Ghost Trees

This image is one of a number I took around Emu Flat, Victoria. I had been out in that area a few weeks before with Stuart Forsyth and between us we produced an interest range of images. I went back on my own to explore another road in the area.

A local real estate agent pointed me toward this hill with promises of interesting rocks and artistic trees. A number of other shots from this expedition are in this gallery at Ipernity.

I took most of the shots with a 20mm lens on the front of the Canon 5D. I love the effect this gives you when shooting from a low perspective with a good subject and a dramatic sky.

When processing this image, I decided I wanted a ‘ghostly’ look rather than a totally sharp image. I thought this suited the pale, dead trees. I use Adobe Camera RAW 4.6 for processing. To achieve the basic effect, I moved the Clarity slider to the left, instead of the right. The amount of ‘negative’ clarity depends on the image. With some images it works really well, with others, not so much.

In Photoshop, I used a layer to ‘paint’ some light onto the highlights of the rocks and the tree trunks and to darken the shadows on the rocks.

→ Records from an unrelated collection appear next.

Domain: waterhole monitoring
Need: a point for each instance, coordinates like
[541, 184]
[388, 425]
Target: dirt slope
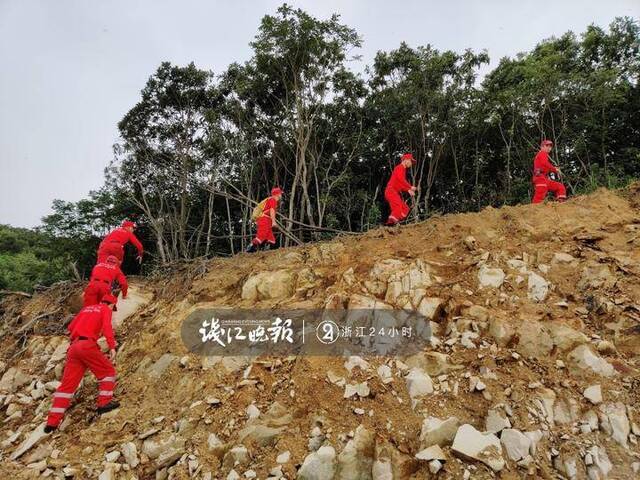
[559, 312]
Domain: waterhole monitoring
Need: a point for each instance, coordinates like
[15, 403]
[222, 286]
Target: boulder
[490, 277]
[356, 460]
[516, 444]
[319, 465]
[438, 432]
[566, 338]
[269, 285]
[593, 394]
[501, 331]
[584, 361]
[537, 287]
[534, 339]
[496, 421]
[471, 444]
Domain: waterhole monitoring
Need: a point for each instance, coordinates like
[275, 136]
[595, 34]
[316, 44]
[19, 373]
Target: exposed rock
[537, 287]
[269, 285]
[130, 454]
[516, 444]
[614, 422]
[593, 394]
[501, 331]
[434, 452]
[535, 340]
[583, 360]
[419, 384]
[490, 277]
[320, 465]
[496, 421]
[33, 439]
[566, 338]
[438, 432]
[471, 444]
[356, 460]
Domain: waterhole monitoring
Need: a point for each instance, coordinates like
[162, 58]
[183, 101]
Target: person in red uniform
[397, 184]
[266, 221]
[545, 174]
[83, 353]
[101, 282]
[114, 242]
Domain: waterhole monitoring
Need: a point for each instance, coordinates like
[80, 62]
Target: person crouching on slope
[114, 242]
[101, 282]
[398, 183]
[545, 174]
[85, 329]
[265, 221]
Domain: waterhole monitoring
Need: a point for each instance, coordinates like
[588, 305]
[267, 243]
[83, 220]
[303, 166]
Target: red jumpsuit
[265, 228]
[541, 181]
[102, 277]
[397, 183]
[114, 242]
[85, 329]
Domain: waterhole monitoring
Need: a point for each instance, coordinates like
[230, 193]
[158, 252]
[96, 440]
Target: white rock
[593, 394]
[496, 421]
[320, 465]
[434, 452]
[515, 443]
[438, 432]
[537, 287]
[484, 447]
[490, 277]
[584, 360]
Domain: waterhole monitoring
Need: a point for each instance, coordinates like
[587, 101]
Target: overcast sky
[70, 70]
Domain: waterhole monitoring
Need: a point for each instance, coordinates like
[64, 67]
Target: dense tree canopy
[199, 149]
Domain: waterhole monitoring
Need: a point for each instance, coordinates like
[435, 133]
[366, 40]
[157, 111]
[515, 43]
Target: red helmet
[408, 156]
[108, 298]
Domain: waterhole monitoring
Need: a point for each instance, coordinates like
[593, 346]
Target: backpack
[258, 210]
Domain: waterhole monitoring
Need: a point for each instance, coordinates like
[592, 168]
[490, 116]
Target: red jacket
[93, 322]
[107, 273]
[542, 166]
[122, 236]
[398, 180]
[271, 203]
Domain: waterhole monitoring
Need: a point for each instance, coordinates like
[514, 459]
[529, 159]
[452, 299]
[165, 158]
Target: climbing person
[397, 184]
[101, 281]
[545, 176]
[265, 217]
[85, 329]
[114, 242]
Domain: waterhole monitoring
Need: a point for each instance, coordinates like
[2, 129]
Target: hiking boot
[112, 405]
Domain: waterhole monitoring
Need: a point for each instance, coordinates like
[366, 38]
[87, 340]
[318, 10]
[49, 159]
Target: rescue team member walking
[265, 221]
[544, 175]
[101, 282]
[114, 242]
[397, 184]
[85, 329]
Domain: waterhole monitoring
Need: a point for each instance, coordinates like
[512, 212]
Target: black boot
[112, 405]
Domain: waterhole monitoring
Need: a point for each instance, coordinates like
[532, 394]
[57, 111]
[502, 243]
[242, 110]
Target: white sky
[70, 70]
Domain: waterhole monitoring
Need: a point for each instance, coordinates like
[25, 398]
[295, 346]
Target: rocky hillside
[532, 370]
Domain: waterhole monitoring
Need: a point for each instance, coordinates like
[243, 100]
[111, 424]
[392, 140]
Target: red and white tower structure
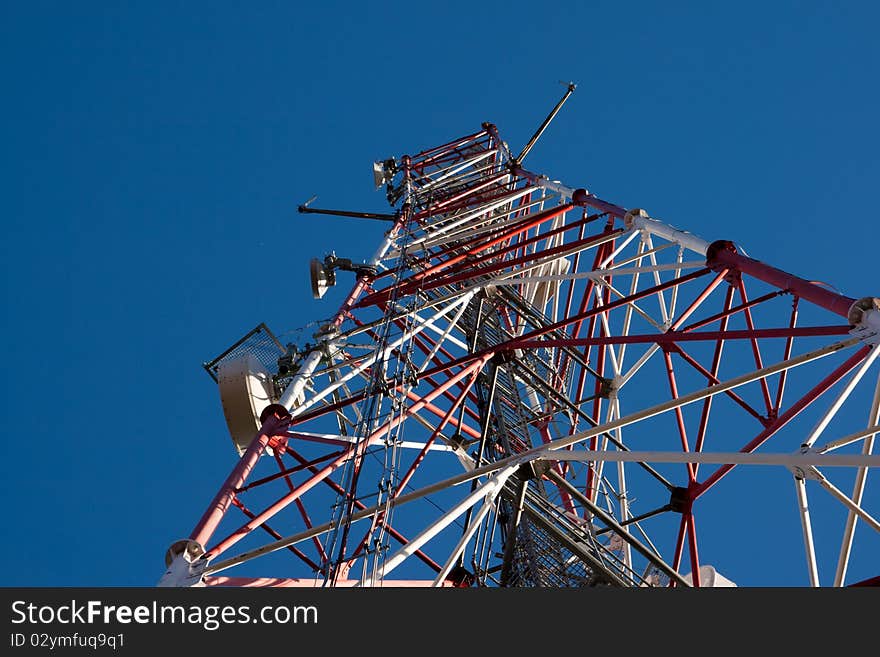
[528, 385]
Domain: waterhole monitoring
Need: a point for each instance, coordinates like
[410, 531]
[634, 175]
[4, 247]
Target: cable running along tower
[530, 386]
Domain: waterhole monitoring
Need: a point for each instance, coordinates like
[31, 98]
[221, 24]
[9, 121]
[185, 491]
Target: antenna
[540, 130]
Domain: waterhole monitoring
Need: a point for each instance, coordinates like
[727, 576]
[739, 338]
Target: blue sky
[154, 155]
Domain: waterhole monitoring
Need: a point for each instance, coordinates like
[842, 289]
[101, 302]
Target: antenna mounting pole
[540, 130]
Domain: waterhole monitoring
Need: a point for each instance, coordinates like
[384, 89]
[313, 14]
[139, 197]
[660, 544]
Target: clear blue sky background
[154, 153]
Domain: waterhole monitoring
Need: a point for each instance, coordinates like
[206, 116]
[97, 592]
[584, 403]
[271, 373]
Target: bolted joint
[606, 387]
[460, 577]
[864, 317]
[279, 411]
[505, 356]
[632, 214]
[534, 469]
[184, 564]
[713, 252]
[580, 197]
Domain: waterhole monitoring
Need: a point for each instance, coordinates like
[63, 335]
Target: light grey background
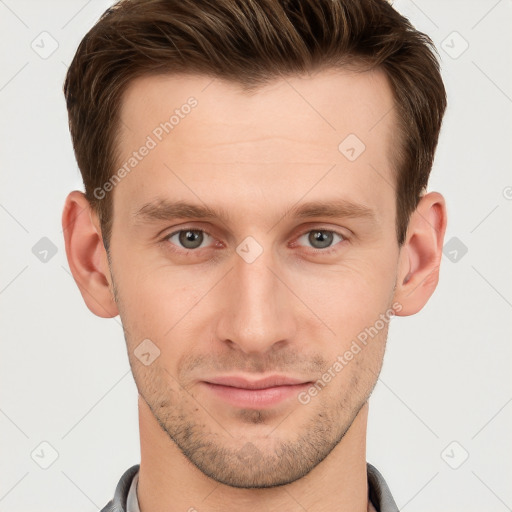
[65, 378]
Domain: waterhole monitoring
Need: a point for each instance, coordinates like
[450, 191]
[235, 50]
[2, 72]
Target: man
[255, 210]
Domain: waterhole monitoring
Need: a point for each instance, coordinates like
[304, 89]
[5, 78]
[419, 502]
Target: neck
[169, 482]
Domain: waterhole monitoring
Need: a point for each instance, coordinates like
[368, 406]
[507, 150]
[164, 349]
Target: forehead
[211, 141]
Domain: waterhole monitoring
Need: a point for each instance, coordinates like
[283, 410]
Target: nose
[257, 310]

This entry was posted in explanation.

3 Comments

  1. Stuart February 24, 2009 at 4:05 pm #

    The clarity slider is incredible. I love how a slight touch of negative clarity on portraits improves them in the most fantastic way. Nice effect Rob.

  2. Interface February 24, 2009 at 8:32 pm #

    I am really pleased now that the Clarity slider goes both ways, so to speak. However, I find that it doesn’t look good for every image. Some images get a ‘glow’ about them, an ‘other wordly’ aspect. Some just go soft and vague. As with most things Photoshop, a little goes a long way.

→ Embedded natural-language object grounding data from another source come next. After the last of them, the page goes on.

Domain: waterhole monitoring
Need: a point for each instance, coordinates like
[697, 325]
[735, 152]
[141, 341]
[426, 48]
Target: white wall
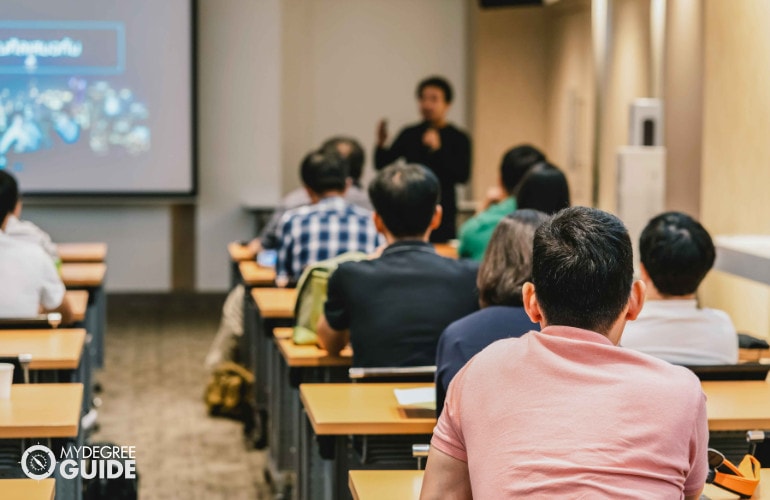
[349, 63]
[239, 61]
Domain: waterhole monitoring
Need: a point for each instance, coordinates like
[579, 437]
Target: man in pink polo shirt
[566, 412]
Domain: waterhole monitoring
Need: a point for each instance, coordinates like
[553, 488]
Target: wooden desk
[342, 409]
[239, 253]
[83, 275]
[27, 489]
[406, 485]
[82, 252]
[302, 356]
[739, 405]
[385, 484]
[275, 303]
[446, 250]
[41, 411]
[78, 300]
[50, 349]
[255, 275]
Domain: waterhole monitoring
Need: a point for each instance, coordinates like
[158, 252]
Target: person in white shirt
[676, 253]
[30, 281]
[28, 231]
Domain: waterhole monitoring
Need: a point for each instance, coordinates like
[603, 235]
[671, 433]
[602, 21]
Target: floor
[152, 399]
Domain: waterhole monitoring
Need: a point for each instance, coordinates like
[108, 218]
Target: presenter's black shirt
[451, 164]
[397, 305]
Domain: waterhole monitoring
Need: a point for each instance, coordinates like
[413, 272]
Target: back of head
[582, 268]
[323, 172]
[507, 263]
[543, 188]
[405, 197]
[438, 82]
[677, 252]
[351, 152]
[516, 162]
[9, 194]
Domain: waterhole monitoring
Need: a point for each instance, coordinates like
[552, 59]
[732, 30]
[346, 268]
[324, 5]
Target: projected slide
[95, 96]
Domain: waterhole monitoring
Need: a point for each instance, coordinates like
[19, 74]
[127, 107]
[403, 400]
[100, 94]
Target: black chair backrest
[41, 321]
[741, 371]
[18, 371]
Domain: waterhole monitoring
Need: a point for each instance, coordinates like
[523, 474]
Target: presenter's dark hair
[582, 268]
[324, 171]
[507, 263]
[405, 197]
[516, 162]
[438, 82]
[9, 194]
[677, 253]
[544, 188]
[355, 157]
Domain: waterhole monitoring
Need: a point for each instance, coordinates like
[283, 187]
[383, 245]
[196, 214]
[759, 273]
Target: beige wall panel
[570, 99]
[508, 86]
[736, 148]
[628, 77]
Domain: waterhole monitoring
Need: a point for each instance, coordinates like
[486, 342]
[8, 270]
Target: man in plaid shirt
[329, 226]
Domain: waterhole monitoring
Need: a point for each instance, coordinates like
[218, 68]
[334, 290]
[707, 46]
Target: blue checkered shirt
[317, 232]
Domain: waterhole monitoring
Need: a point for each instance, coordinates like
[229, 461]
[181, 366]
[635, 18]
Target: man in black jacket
[434, 143]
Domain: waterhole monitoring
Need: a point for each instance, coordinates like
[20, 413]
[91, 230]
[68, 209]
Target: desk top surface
[78, 300]
[83, 274]
[738, 405]
[239, 253]
[338, 409]
[275, 303]
[385, 484]
[58, 349]
[41, 411]
[406, 485]
[255, 275]
[27, 489]
[310, 355]
[82, 252]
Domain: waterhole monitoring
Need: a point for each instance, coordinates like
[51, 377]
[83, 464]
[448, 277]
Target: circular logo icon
[38, 462]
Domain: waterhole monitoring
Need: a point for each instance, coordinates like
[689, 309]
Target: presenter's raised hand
[432, 139]
[382, 133]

  3. Gary Sauer-Thompson February 25, 2009 at 4:11 pm #

    I know nothing of gallery sliders but I do find the gallery of pictures of the rolling hills covered in big rocks landscape around Heathcote, Victoria interesting. The work avoids the beautiful and concentrates on the ordinary and the commonplace and it appears to work within the Australian Romantic tradition.